“The model deployed by the banks often looks very good in terms of driving profitable revenue growth for a period of time, until someone realises that the formula underpinning the apparent success is fundamentally flawed,” says Andy Agathangelou, founding chair of the Transparency Taskforce, an industry-wide group aimed at improving practices in financial services.
“Big banks are highly vulnerable to ‘culture crunch’, the manifestation of the tension between having to meet the conflicting needs of their shareholders and their customers.”
Asked will it be different this time, Mr Agathangelou says: “If I were a regulator, I’d be concerned.”
However, Keith Richards, managing director of the Personal Finance Society, says it is action by regulators that has brought bank advice back from the dead.

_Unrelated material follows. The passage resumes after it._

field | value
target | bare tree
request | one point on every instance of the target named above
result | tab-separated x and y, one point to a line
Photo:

“Regulatory reform has shaped the advice and wider financial services landscape into one that increasingly works well [mainly] for wealthier consumers who have either accumulated wealth or are already largely consolidating their assets,” says Mr Richards.
“I’m already hearing from many advisers up and down the country that they have to turn people with simple financial needs away due to capacity challenges or proposition mis-alignment.”

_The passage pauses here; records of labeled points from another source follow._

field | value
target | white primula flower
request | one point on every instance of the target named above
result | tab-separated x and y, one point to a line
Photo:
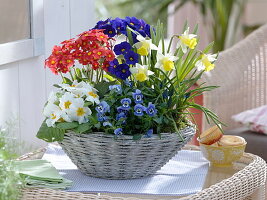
144	45
52	98
206	62
141	72
78	112
92	96
187	40
53	114
66	101
165	62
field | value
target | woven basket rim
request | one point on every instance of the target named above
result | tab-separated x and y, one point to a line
130	137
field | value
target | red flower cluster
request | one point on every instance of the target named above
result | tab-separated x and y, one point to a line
90	48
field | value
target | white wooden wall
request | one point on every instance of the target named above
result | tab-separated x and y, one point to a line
25	85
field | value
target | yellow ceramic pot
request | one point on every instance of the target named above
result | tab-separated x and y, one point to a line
222	156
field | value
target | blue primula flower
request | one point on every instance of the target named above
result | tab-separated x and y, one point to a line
107	124
139	110
138	96
123	71
116	88
149	133
121	116
126	102
131	58
118	131
151	110
101	117
119	24
133	22
122	48
103	107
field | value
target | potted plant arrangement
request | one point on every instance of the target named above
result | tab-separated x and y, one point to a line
121	112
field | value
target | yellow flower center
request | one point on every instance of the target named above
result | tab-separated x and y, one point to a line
92	94
208	65
168	65
80	112
191	43
142	51
67	104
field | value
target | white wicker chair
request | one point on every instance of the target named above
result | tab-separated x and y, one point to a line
241	73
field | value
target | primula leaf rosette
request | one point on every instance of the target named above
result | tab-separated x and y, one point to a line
121	77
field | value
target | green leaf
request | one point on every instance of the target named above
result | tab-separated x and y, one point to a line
50	134
137	137
83	127
67	125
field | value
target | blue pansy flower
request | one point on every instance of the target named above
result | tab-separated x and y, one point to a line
138	96
126	102
122	109
139	109
113	66
151	110
116	88
123	71
118	131
101	117
133	22
122	48
119	24
121	116
149	133
107	124
128	83
109	30
131	58
103	107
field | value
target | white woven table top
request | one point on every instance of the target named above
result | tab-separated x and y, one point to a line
185	174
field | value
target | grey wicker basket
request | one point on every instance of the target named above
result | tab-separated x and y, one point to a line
100	155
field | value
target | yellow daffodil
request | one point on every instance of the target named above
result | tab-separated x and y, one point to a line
187	41
141	72
144	46
165	62
206	62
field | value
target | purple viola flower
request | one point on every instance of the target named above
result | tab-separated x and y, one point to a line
138	96
128	83
123	71
116	88
139	109
149	133
147	30
131	58
113	66
101	117
101	23
119	24
118	131
107	124
133	22
121	116
122	48
103	107
151	110
109	30
126	102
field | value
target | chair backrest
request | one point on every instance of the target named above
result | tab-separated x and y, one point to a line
241	73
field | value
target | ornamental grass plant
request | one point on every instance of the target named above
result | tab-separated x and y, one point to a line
122	78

‘Proposition mis-alignment’ – or the advice gap – means those who do not have the minimum assets many advisers now demand from potential clients. Anecdotally, this figure is £50,000 at an absolute minimum, a figure that has increased since the Retail Distribution Review regulation was introduced in December 2012.
The RDR’s ban on incentive-driven sales paid for by commission, part of cleaning up the market by imposing significantly higher professional standards on advisers, destroyed the banks’ advice model.
Non-bank advisers largely rose to the challenge, and cost, of meeting the higher standards. But savers with a typical pension pot of £30,000 found it difficult to turn elsewhere.
Potential pluses
Advisers who are sanguine about banks’ return to advice say this price-sensitive lower-value orphaned group is the sweet spot where bankers could actually do some good.
“Banks can deliver relatively low-cost advice because they have an existing and shared infrastructure with the other elements of their business. That’s what worked for them before and it could work again,” says Darren Cooke, a chartered financial planner at Red Circle Financial Planning, who successfully lobbied the government to ban cold calls about pensions.
But there are questions about how cheap banks’ services will actually prove. HSBC’s recently launched restricted stand-alone investment advice service demands customers have £50,000 or more in savings or investments, and are looking to invest lump sums of between £15,000 and £100,000. It charges a report-only fee of £300 and 1.92 per cent of assets.
For 10bps more in total, an investor could hire a fully qualified IFA with 25 years’ experience who has access to the whole of the investment market and delivers a personal service.